This might seem a trivial problem, but I would like to be sure about my intuitions.
In the method of maximum likelihood estimation, people use very often the natural logarithm in order to simplify the differentiation of the function; specifically, I was reading the following:
That is, if $x1 < x2$, then $f(x1) < f(x2)$. That means that the value of $p$ that maximizes the natural logarithm of the likelihood function $ln(L(p))$ is also the value of $p$ that maximizes the likelihood function $L(p)$.
My question is
Why, if the natural logarithm is an increasing function, then we can use it for finding the same maximum of $L(p)$?
I understand that the differentiation of $L(p)$ will be easier, but I am not seeing why the critical points would be the same, and thus the maxima would be the same.
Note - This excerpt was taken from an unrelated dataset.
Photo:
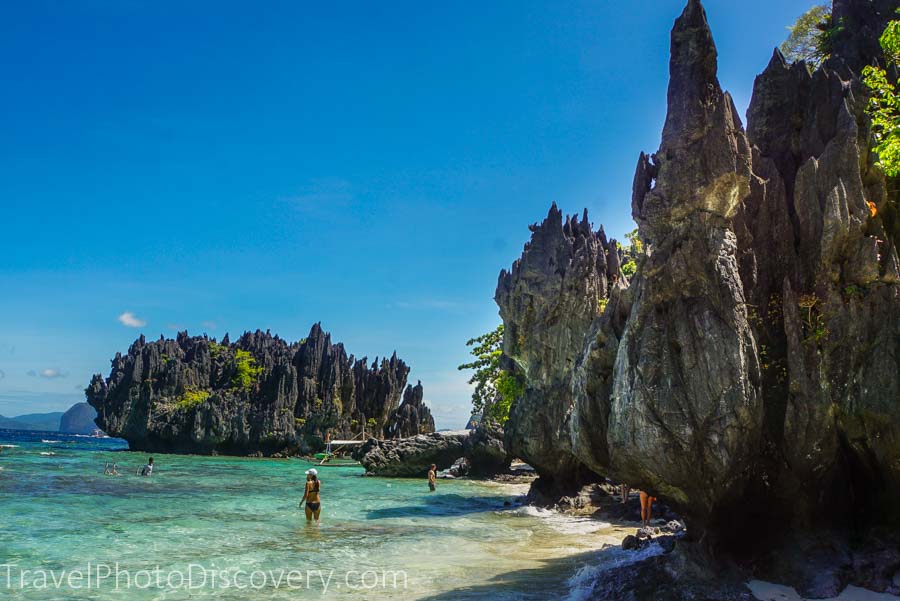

Suppose $\ln(L(p))$ is maximal for $p=p^*$, but it does not maximize $L(p)$. Then, there exists $\tilde{p}\neq p^*$ such that $L(\tilde{p})>L(p^*)$. Because the logarithm is increasing, this also means that $\ln(L(\tilde{p}))>\ln(L(p^*))$. This is a contradiction with $\ln(L(p^*))$ being maximal.
Therefore, if you find the maximum of $\ln(L(p))$, this gives you the maximum of $L(p)$.